“The Waymo lawyers are now in a super-position to prove their case,” said Chris Broderick, an attorney focusing on trade secrets issues with Manatt, Phelps, and Phillips LLP.
Meanwhile, Lyft has been benefiting from a wave of consumers who have quit Uber in disgust following missteps during the Trump administration’s immigration ban, a sexual harassment scandal and a leaked video of Uber’s chief executive cursing at a driver. Waymo recently began to recruit Phoenix-area residents to join one of the largest efforts yet to put ordinary people inside self-driving cars.
The deal appears to play off the assets each company brings to the table. Lyft, which is privately valued at $7.5 billion, doesn’t have the resources to invest in self-driving car technology. The company has said it is not going to attempt to do so. But Lyft has a network of consumers who use the company’s app. Waymo, which is not consumer-facing, could benefit from that network as it races to bring the technology to the public.
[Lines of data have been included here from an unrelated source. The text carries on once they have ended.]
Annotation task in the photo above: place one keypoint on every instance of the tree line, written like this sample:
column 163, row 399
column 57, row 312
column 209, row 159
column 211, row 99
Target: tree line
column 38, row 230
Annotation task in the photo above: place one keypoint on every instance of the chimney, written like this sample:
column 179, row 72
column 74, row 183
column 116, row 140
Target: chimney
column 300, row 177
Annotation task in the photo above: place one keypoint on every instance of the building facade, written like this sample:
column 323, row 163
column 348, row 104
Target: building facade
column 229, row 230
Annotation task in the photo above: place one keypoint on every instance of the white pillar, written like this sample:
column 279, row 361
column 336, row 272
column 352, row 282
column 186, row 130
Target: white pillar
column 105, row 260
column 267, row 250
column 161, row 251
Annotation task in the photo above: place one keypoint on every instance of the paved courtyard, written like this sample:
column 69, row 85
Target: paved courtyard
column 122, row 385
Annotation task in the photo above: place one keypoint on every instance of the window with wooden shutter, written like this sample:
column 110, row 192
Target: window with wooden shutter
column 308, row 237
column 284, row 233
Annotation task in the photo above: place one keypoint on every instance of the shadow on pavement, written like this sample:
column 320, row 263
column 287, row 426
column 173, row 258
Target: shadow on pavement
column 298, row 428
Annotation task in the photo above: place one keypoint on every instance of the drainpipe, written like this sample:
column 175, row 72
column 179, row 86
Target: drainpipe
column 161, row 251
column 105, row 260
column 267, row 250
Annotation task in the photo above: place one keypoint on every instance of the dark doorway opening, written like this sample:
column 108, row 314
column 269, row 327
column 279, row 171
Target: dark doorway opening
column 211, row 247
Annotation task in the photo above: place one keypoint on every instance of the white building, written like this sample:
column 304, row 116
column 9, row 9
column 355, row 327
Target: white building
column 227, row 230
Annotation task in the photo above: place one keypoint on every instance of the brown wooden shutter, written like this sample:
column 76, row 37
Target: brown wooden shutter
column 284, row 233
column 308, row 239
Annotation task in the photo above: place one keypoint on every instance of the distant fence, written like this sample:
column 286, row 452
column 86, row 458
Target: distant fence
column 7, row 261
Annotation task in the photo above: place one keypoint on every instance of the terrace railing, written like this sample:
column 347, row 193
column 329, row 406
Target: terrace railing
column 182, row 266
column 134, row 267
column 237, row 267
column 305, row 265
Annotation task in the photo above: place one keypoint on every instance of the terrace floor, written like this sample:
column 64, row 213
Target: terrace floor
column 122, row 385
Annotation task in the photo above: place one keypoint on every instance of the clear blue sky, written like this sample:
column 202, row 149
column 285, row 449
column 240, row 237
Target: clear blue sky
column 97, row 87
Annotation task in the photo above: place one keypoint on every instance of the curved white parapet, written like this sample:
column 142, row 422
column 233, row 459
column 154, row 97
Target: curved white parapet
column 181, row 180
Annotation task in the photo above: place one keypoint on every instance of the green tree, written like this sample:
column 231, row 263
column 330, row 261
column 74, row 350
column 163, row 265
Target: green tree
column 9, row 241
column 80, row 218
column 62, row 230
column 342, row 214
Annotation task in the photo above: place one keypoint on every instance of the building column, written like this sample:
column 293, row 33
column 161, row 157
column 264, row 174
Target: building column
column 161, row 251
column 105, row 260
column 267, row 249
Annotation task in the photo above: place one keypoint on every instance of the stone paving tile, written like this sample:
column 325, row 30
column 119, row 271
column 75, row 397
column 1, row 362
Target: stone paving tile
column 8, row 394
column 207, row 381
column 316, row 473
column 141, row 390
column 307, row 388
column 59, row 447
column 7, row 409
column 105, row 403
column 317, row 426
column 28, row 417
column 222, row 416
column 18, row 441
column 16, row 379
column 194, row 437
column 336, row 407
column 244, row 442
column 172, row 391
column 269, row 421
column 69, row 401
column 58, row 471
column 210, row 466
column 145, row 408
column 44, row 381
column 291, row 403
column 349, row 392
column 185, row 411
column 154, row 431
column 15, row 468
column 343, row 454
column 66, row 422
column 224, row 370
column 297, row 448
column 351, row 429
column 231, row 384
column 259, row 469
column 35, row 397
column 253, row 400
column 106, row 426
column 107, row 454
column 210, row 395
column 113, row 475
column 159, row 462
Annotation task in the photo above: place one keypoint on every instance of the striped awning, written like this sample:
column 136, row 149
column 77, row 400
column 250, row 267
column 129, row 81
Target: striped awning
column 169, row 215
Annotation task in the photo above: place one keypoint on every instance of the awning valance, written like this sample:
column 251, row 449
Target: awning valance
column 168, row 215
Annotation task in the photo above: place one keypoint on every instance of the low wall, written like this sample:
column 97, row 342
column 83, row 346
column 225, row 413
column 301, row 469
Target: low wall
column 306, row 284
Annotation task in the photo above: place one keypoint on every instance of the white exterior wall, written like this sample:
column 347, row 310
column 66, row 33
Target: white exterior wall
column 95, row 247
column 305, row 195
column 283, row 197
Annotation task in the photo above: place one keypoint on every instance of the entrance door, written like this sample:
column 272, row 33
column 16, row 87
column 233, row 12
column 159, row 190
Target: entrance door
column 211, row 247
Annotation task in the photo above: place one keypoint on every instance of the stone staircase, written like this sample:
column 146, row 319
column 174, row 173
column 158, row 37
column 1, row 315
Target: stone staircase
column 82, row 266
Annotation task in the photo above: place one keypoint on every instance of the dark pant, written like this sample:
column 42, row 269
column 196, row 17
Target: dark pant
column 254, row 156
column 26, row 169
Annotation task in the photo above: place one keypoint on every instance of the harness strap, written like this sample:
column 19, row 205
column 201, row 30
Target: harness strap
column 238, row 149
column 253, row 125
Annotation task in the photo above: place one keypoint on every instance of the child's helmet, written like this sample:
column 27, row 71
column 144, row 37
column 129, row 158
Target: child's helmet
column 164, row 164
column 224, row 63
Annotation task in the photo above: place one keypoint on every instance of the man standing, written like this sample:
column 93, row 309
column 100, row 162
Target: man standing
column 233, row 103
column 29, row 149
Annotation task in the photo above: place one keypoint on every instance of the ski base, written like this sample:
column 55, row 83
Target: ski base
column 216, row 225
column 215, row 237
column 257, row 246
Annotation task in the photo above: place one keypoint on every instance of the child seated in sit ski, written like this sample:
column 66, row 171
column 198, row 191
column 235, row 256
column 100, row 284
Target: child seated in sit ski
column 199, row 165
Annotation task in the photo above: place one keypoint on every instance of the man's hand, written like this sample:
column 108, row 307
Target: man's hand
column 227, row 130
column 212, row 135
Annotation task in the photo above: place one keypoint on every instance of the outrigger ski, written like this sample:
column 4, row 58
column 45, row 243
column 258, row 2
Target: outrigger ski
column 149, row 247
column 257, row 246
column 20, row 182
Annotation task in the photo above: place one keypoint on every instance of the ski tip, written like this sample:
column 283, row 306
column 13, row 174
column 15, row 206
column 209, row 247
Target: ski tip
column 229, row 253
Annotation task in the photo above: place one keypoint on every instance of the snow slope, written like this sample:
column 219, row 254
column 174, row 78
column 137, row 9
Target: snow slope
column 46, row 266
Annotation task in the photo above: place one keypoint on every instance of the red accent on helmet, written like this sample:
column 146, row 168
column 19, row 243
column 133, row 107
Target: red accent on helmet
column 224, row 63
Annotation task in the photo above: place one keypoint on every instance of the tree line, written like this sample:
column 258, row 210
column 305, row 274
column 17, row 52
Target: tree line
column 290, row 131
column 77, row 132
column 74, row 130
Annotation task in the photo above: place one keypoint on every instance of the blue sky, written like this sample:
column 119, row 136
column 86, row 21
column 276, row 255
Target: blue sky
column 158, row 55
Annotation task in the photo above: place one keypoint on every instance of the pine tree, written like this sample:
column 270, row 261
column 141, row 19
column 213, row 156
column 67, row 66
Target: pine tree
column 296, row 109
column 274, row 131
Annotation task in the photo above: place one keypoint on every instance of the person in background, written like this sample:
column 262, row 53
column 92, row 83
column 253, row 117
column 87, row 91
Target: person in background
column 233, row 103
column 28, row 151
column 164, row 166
The competition to develop autonomous vehicles is fierce, attracting the attention of traditional automakers as well as technology companies such as Apple. In pointing out Tesla's potential vulnerabilities, Morgan Stanley analyst Adam Jonas noted that, “There have been numerous developments that suggest to us the continued preparation of an assault by large tech firms on the market for shared, autonomous, electric mobility.”